Fill out above information and in all cases attach yourklippy.logfile. Pasting yourprinter.cfgis not needed
Describe your issue:
Occasionally I have issues with my canbus setup and I’m not sure if it’s a software or hardware problem. Sometimes I get an error during printing and sometimes after some hours of idling. I attached the log of that day. I cut away the stats at the beginning and end. The error should be around here:
b’Got error -1 in can read: (19)No such device’
Timeout with MCU ‘can0’ (eventtime=190242.397807)
Transition to shutdown state: Lost communication with MCU ‘can0’
I’m not sure if I am clouding the OP’s issue, but I have very similar issues. After spending a LOT of time on getting CAN stable. Everything is mostly fine, but I have lost faith in long prints. On the attached log, the print errored out after a number of hours. (5-10… not sure. was not monitoring). On idle things seem fine, but my last print, which had a cylindrical shape (so many steps), I got timeouts and stopped prints. klippy.log (354.2 KB)
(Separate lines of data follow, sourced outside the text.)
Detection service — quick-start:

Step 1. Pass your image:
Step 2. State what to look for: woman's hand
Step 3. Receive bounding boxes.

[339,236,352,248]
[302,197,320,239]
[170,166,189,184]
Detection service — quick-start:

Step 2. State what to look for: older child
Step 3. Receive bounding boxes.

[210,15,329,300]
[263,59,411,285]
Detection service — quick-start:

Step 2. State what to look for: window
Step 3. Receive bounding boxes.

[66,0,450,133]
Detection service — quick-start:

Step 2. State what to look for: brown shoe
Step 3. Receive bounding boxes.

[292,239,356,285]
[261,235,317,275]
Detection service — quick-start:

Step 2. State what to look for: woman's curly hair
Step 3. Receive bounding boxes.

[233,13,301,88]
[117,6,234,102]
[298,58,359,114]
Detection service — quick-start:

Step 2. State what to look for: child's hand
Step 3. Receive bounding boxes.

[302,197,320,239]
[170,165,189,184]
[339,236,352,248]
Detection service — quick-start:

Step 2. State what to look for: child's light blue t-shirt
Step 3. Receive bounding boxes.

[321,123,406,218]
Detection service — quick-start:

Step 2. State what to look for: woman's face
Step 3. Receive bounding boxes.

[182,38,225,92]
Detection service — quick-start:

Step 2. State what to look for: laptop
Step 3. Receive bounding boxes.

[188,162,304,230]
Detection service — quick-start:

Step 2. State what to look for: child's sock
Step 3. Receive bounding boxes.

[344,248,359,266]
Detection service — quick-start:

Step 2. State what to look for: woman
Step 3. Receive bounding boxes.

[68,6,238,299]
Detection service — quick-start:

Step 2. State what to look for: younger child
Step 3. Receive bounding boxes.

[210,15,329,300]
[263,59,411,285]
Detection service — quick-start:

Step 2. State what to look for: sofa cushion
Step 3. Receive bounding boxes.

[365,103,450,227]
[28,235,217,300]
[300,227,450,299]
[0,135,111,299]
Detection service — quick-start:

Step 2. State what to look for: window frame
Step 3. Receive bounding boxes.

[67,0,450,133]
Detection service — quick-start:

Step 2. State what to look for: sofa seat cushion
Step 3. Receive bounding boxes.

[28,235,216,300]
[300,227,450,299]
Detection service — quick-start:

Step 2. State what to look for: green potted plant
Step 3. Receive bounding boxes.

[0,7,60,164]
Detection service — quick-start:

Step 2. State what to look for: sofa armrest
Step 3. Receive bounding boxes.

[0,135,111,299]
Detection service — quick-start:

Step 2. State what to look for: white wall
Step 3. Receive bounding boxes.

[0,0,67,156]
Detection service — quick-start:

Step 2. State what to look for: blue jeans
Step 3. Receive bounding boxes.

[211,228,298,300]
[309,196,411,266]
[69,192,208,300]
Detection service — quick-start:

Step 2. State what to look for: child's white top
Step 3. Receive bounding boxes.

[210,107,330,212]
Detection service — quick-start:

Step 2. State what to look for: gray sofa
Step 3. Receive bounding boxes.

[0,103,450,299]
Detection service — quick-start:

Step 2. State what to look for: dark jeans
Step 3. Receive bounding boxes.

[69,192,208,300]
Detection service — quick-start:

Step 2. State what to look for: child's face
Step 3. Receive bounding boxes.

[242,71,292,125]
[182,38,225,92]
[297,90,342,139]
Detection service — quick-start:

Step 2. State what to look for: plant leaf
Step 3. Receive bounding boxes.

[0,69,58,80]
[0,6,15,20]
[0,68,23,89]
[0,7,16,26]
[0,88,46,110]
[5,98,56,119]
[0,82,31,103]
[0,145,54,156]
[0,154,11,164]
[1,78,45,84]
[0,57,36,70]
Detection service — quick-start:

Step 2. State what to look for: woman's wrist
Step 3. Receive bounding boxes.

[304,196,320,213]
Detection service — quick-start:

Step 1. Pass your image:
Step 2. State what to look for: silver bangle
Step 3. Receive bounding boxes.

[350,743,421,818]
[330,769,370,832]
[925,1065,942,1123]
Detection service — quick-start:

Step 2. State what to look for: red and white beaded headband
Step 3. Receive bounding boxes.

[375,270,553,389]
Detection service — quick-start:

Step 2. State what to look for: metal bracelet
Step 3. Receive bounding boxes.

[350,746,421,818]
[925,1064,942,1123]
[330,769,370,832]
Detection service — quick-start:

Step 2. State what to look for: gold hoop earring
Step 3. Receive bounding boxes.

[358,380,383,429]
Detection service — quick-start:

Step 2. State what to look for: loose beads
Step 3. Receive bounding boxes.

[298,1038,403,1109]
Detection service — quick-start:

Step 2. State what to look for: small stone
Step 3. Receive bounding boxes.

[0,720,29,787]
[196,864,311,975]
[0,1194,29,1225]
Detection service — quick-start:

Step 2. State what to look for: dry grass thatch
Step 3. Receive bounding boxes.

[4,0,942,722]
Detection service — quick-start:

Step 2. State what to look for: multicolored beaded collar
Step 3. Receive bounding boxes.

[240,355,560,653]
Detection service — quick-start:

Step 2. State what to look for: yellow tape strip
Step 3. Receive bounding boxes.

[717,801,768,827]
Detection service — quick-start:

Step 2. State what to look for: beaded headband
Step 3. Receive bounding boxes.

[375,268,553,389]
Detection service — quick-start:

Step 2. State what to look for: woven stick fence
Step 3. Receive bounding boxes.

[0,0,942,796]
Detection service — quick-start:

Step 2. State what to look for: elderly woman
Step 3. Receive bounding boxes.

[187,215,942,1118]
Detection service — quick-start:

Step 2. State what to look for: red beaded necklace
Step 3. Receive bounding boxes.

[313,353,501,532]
Looking at the logs, I’m not even sure CAN is at fault. I might get flamed for not having the correct details.
I’m doubtful this is a hardware error… the fact that the print can run for an extended time (hours, without any issue), indicates that something goes wrong somewhere in the software stack. That might very well be a naive statement, but in my experience hardware issues typically manifest much faster.
For those of you that are more fluent in interpreting Klippy logs:
Is it apparent that the loss of communication with ‘MCU’ is in fact because of can error?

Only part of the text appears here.